Since that time the Institute of Cemetery and Crematorium Management (ICCM), have published management guidance in their publication the Management of Memorials, this was based on the research carried out by the CBA and supported by the Health and Safety Executive (HSE).
Responsibility for the overall safety within a burial ground lies with the burial authority, in this case Prudhoe Town Council; these responsibilities are under the Health and Safety at Work Act 1974 and the Occupiers Liability Act 1957 to ensure that, as far as reasonably practicable, our sites are maintained in a safe condition. This includes ensuring that anyone who enters the site to carry out work, such as a memorial mason, carry out this work in a safe manner and in such a way that others using the site will not be put at risk.

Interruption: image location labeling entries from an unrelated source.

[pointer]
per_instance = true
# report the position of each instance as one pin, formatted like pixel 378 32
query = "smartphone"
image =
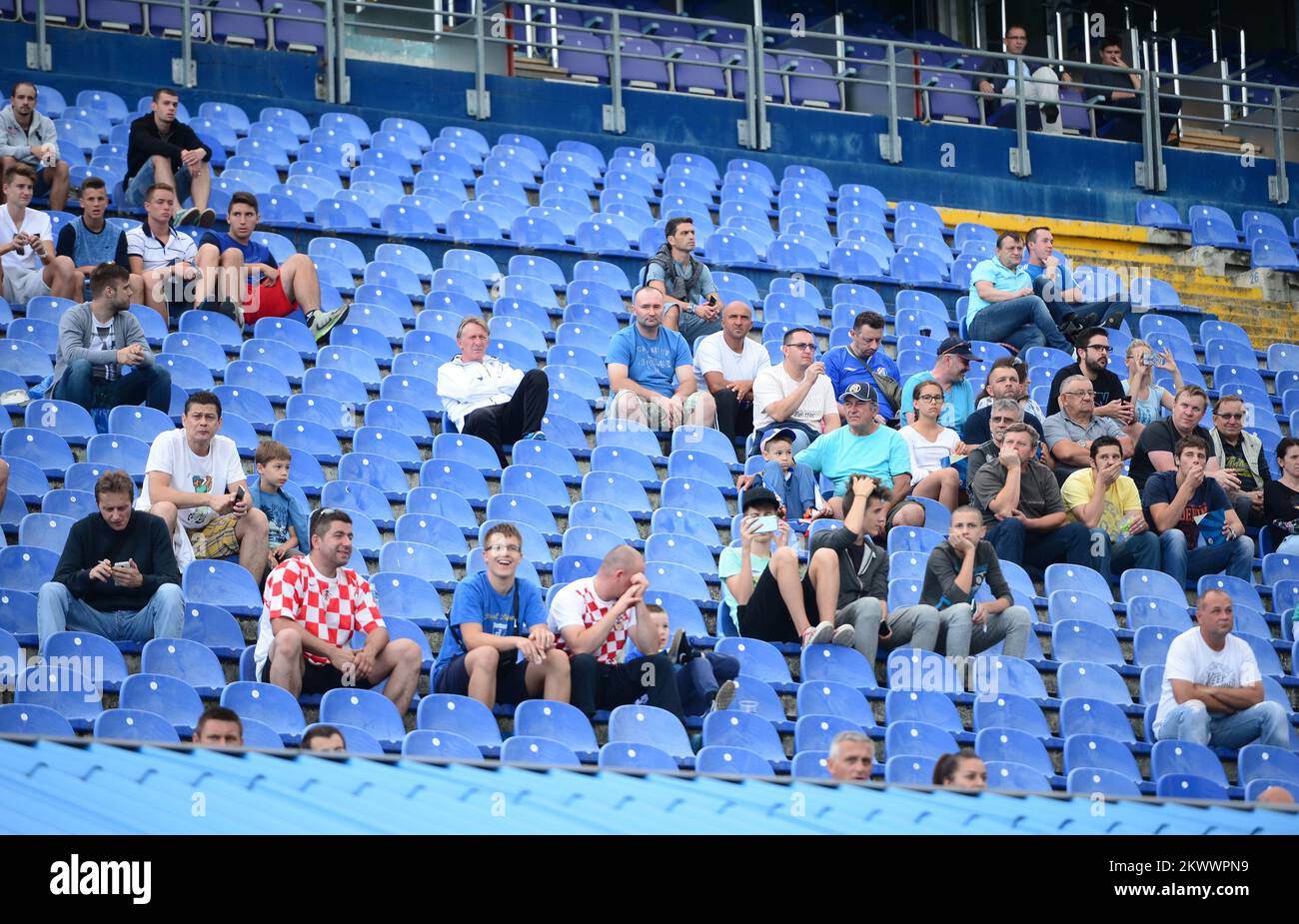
pixel 766 523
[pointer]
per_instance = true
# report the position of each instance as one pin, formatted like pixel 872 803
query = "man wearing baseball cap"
pixel 861 448
pixel 953 361
pixel 761 585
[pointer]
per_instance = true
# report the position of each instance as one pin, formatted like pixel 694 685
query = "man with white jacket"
pixel 488 398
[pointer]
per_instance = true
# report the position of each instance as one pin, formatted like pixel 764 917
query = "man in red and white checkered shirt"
pixel 311 607
pixel 594 618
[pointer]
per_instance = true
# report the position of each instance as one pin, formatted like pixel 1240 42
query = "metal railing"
pixel 868 76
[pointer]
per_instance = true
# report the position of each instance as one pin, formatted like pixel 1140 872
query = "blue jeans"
pixel 1135 551
pixel 59 610
pixel 1234 558
pixel 1265 723
pixel 151 385
pixel 142 181
pixel 1021 322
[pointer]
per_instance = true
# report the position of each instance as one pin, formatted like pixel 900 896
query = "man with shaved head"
pixel 594 618
pixel 1212 690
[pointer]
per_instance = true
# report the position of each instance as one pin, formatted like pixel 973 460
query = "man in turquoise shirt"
pixel 1003 308
pixel 861 448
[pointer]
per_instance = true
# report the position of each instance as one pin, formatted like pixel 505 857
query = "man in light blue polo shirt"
pixel 861 448
pixel 1003 308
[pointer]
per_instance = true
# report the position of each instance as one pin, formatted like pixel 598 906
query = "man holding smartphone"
pixel 117 575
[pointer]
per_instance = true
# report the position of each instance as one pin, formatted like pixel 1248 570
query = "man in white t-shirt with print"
pixel 727 363
pixel 194 479
pixel 27 256
pixel 795 394
pixel 1212 690
pixel 594 618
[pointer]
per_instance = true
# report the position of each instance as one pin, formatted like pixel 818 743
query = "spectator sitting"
pixel 1040 86
pixel 960 771
pixel 1281 498
pixel 727 363
pixel 324 740
pixel 956 569
pixel 219 727
pixel 286 518
pixel 689 299
pixel 91 239
pixel 243 270
pixel 1053 283
pixel 705 680
pixel 498 647
pixel 861 360
pixel 116 576
pixel 194 480
pixel 930 444
pixel 161 150
pixel 792 481
pixel 948 372
pixel 164 256
pixel 486 396
pixel 1185 505
pixel 1105 501
pixel 652 374
pixel 852 755
pixel 795 392
pixel 1003 308
pixel 1212 692
pixel 1004 381
pixel 594 619
pixel 311 607
pixel 862 448
pixel 27 259
pixel 99 342
pixel 1154 450
pixel 29 137
pixel 1020 498
pixel 1241 460
pixel 761 585
pixel 1148 399
pixel 862 599
pixel 1070 433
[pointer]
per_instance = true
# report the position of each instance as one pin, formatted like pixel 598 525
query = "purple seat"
pixel 238 22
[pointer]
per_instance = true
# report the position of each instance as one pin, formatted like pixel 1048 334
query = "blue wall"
pixel 1072 178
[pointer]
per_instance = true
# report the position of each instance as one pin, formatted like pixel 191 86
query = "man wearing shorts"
pixel 250 274
pixel 27 250
pixel 161 150
pixel 311 607
pixel 652 373
pixel 194 479
pixel 498 647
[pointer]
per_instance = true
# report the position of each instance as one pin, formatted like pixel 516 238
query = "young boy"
pixel 697 672
pixel 955 572
pixel 285 515
pixel 792 481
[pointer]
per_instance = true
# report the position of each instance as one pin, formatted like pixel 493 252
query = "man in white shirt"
pixel 594 618
pixel 727 363
pixel 194 479
pixel 27 256
pixel 796 394
pixel 486 396
pixel 1212 690
pixel 163 256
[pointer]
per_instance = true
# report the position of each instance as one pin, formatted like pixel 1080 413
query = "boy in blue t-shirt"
pixel 498 646
pixel 286 518
pixel 705 680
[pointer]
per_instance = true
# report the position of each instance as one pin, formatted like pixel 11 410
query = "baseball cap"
pixel 956 347
pixel 760 495
pixel 773 433
pixel 858 391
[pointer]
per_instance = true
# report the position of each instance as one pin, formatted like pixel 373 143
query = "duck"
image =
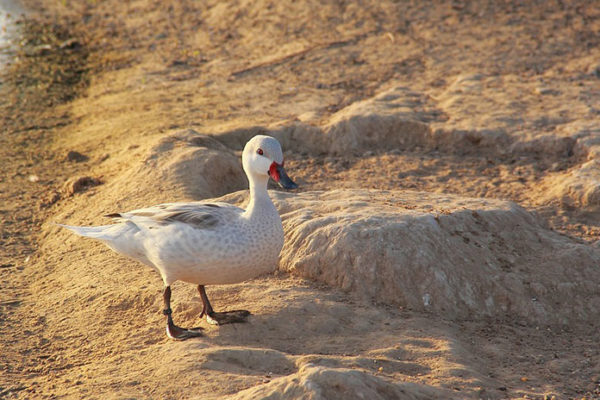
pixel 206 243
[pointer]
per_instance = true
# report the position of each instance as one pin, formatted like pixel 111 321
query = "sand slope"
pixel 443 242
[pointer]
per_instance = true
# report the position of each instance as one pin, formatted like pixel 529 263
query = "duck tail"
pixel 96 232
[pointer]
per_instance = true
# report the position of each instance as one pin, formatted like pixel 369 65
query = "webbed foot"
pixel 227 317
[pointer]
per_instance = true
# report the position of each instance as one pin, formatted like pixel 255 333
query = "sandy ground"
pixel 498 100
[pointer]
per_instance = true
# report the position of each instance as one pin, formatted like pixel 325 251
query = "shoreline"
pixel 155 106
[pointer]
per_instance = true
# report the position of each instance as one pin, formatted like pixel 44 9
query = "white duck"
pixel 206 243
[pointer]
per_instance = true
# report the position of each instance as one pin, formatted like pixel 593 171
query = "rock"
pixel 197 166
pixel 49 199
pixel 457 257
pixel 79 184
pixel 579 187
pixel 321 383
pixel 76 156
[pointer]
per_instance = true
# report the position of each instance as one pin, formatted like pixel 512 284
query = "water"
pixel 10 12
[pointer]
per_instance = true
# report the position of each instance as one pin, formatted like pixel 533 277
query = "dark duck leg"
pixel 221 318
pixel 173 331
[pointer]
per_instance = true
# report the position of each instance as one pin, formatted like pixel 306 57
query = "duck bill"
pixel 277 172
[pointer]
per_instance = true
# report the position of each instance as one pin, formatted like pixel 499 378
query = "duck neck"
pixel 260 201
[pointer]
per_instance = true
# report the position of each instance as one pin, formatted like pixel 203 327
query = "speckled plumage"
pixel 205 243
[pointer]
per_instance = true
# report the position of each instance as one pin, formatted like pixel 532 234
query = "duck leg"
pixel 220 318
pixel 173 331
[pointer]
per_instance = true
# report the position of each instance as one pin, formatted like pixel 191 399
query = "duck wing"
pixel 196 215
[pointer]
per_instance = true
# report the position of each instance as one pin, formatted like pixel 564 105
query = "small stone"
pixel 76 156
pixel 79 184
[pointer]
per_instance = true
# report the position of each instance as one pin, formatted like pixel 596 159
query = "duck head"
pixel 262 157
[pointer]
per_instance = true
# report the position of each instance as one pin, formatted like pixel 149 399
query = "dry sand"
pixel 443 243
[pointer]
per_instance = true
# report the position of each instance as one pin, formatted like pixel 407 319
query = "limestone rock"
pixel 458 257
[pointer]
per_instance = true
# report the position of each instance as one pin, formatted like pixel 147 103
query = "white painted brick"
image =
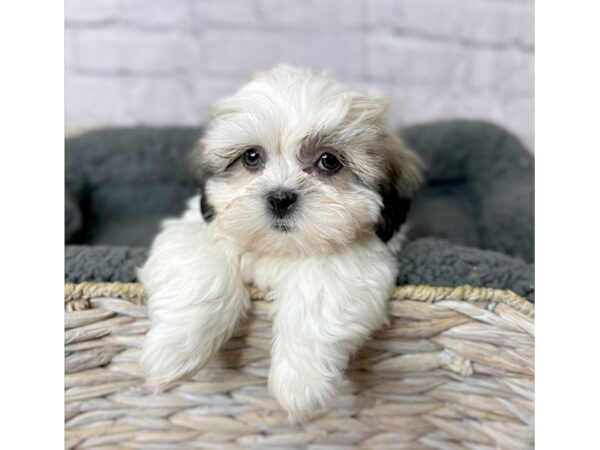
pixel 163 101
pixel 173 14
pixel 278 14
pixel 342 53
pixel 491 22
pixel 83 12
pixel 141 13
pixel 225 13
pixel 165 61
pixel 93 100
pixel 313 14
pixel 208 90
pixel 239 53
pixel 410 60
pixel 380 13
pixel 108 51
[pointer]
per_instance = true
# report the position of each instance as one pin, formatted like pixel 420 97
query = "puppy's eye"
pixel 328 162
pixel 252 158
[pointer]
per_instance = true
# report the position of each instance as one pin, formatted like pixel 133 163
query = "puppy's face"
pixel 297 163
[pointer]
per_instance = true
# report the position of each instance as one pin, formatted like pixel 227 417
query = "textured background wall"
pixel 165 61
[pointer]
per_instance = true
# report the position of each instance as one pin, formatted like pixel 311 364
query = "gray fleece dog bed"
pixel 473 222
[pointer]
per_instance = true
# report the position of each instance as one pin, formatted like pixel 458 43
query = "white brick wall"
pixel 165 61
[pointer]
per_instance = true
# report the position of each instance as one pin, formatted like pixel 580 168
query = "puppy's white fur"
pixel 327 265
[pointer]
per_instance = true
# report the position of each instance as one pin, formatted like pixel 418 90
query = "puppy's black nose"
pixel 282 202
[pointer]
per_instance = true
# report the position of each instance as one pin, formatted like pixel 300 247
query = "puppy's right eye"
pixel 252 158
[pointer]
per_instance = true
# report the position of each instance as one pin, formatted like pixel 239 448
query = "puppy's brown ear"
pixel 201 172
pixel 403 178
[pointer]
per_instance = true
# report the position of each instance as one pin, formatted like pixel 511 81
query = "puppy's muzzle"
pixel 282 202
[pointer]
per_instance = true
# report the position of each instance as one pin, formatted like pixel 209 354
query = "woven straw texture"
pixel 455 370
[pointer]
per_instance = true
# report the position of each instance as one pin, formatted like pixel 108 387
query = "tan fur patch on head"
pixel 293 117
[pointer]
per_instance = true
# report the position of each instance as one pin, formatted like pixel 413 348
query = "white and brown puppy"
pixel 303 192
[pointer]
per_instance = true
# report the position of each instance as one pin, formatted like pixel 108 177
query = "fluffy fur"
pixel 327 262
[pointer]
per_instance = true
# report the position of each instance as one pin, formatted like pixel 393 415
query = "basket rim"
pixel 78 294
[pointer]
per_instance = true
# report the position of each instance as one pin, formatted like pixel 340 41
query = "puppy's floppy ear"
pixel 403 178
pixel 201 172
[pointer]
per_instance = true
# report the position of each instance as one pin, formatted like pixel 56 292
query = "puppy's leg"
pixel 325 307
pixel 196 298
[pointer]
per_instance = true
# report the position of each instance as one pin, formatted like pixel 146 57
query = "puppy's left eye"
pixel 252 158
pixel 328 162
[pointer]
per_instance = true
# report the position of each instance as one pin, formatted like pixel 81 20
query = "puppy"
pixel 303 191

Whilst the responsibility for general safety lies with the burial authority there are specific responsibilities for memorials that lie with both the owner of the memorial and the memorial mason responsible for installing it. The owner of the memorial is responsible for maintaining the memorial in a good condition and should be properly informed, in writing, of their and other parties’ responsibilities. They should also be encouraged to insure the memorial, just as they do their household property.
Memorial masons are legally liable for the work they carry out and should ensure that memorials are erected safely and in accordance with current standards available within the industry (such as quality specifications like the NAMM Code of Working Practice or similar). This responsibility is placed on masons in the Consumer Protection Act 1987, the Sale of Goods Act 1979 (amended 1994), the General Product Safety Regulations 2005 and the Directive on Liability for Defective Products (85/374/EEC). Prudhoe Town Council will only allow licensed memorials masons to carry out work in Edgewell Cemeteries and we have a robust system in place to ensure that proper practice is adhered to. Claims for poor workmanship can be made by the owner up to 6 years after the memorial has been installed.
As the burial authority we are required to carry out regular inspections on memorials, at least once every 5 years. Where unsafe memorials have been identified through this inspection programme, we have a responsibility to ensure such memorials are not a danger to visitors and employees in the burial ground. Where possible, we will contact the owner and advise them of the problem and ask them to make the memorial permanently safe, usually by having it refixed.
Obviously, if there is a clear defect with the way in which the memorial was installed then the owner may have some redress through the memorial mason who originally installed it, should it have been installed in the previous 6 years. If not, they will have to pay for the memorial to be installed to an approved standard.
Where owners cannot be traced the burial authority has to make a decision on how to deal with the memorial.